Janik musi spokojnie pomyśleć
Sejm będzie rozpatrywał wniosek o
wotum zaufania dla mnie. Proszę mi dać szansę, bym przeszedł przez
ten próg - powiedział w Katowicach szef MSWiA Krzysztof
Janik, pytany, kiedy podejmie decyzję w sprawie
komendanta głównego policji.
W czwartek minister sprawiedliwości Grzegorz Kurczuk przedstawił posłom informację prokuratury o zeznaniach szefa policji gen. Antoniego Kowalczyka w tzw. sprawie starachowickiej. Minister powiedział, że komendant był przesłuchiwany w kieleckiej prokuraturze pięć razy.

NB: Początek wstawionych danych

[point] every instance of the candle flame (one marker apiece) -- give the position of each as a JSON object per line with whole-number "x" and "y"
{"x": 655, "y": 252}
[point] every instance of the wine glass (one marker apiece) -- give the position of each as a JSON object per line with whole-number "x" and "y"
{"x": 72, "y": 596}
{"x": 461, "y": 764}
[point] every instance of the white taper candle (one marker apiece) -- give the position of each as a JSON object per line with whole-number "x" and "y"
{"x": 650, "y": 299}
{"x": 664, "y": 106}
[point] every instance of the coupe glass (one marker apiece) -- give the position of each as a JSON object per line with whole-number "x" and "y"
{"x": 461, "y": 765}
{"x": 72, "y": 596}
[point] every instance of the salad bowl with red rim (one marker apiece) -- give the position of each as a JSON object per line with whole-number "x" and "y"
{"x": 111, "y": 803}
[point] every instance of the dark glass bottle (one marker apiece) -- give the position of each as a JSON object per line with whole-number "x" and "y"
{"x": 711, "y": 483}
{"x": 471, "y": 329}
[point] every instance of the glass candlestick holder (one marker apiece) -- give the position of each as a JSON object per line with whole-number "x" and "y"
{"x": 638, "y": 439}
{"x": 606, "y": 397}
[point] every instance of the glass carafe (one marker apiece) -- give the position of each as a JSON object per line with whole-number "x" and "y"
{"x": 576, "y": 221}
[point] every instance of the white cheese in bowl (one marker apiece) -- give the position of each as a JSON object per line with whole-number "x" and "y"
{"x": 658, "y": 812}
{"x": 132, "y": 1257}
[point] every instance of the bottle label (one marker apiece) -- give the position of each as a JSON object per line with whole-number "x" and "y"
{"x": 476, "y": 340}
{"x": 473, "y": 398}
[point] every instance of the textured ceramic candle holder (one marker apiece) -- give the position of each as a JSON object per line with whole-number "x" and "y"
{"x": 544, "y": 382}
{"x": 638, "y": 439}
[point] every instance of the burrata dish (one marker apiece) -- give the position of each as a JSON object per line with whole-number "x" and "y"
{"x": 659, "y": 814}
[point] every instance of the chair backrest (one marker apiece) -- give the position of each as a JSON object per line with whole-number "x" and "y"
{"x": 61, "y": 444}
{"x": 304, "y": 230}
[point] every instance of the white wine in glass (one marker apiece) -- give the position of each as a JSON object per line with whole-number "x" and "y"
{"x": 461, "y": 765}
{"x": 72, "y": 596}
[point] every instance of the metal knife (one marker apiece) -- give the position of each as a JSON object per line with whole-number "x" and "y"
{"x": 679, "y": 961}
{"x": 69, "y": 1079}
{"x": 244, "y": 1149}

W pierwszych dwóch przesłuchaniach Kowalczyk zeznał, że nie przekazał na temat akcji CBŚ w Starachowicach "żadnych informacji kierownictwu MSWiA". W trzecim z kolei przyznał, że rozmawiał ogólnie ze Zbigniewem Sobotką o tej sprawie. Ówczesny wiceminister miał się jednak nie interesować szczegółowo całą sprawą, a nawet nie pytać, jak licznej grupy będą dotyczyć zatrzymania i w jakim mieście do tego dojdzie.

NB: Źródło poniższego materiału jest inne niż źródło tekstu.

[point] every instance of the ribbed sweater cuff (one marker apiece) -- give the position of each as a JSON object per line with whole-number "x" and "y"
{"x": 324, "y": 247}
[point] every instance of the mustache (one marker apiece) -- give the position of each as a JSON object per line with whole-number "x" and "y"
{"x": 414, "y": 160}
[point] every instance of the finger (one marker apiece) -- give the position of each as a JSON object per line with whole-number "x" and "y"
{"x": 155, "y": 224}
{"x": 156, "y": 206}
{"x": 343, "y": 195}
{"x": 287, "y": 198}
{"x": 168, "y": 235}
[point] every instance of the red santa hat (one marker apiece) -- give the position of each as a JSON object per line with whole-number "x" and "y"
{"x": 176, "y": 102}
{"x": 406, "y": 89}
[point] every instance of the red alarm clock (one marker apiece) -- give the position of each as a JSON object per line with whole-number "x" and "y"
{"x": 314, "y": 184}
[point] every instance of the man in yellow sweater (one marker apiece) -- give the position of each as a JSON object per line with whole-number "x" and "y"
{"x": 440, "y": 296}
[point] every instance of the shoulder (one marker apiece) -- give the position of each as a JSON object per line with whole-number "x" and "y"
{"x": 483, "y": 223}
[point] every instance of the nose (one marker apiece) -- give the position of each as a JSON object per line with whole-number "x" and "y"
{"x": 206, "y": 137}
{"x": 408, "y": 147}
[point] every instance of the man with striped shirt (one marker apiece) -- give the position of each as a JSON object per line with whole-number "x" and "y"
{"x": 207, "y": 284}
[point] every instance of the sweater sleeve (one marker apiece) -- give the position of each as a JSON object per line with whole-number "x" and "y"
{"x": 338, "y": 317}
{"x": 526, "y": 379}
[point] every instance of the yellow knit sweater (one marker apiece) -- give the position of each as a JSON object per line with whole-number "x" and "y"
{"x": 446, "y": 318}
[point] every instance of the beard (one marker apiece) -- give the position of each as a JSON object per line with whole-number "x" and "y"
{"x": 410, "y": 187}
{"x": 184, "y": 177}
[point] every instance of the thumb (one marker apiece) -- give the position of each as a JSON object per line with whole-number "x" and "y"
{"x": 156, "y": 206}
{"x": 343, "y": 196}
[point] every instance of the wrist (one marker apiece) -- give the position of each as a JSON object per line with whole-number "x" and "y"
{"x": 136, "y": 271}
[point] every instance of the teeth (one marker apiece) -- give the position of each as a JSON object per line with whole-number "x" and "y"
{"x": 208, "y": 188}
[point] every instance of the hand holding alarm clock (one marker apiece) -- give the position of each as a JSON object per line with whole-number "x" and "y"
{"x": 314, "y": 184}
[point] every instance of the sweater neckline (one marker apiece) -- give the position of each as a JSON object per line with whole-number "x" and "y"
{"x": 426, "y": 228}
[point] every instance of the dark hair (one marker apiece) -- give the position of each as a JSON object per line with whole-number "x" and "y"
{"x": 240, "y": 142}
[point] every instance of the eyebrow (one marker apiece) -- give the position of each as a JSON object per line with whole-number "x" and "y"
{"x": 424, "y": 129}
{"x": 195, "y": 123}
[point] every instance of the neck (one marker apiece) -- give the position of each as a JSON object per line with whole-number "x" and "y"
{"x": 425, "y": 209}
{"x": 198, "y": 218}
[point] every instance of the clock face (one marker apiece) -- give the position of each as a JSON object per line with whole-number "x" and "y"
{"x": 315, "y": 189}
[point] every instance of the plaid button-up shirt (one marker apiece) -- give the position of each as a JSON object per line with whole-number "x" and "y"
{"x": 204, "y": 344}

Trwają spekulacje, czy w związku ze sprzecznościami w tych zeznaniach minister Janik odwoła lub zawiesi komendanta głównego policji.
"Jestem cały czas poza Warszawą - dziś, jutro, w poniedziałek. Proszę mi dać czas i pozwolić przemyśleć. Decyzja, którą podejmę, musi być jasna i czytelna, przede wszystkim dla policjantów, a przy okazji dla państwa (dziennikarzy)" - powiedział Janik podczas konferencji prasowej w Katowicach
Dodał, że nadal nie zna pełnego tekstu zeznań gen. Kowalczyka i wszystkich dokumentów: "Jestem niemłodym człowiekiem i wiem, że fragmentami nieraz dokuczano ludziom". "Wierzę, że kiedyś będziemy mogli wszyscy je przeczytać (dokumenty) i wyrobić sobie opinię w tej sprawie" - powiedział Janik.(iza)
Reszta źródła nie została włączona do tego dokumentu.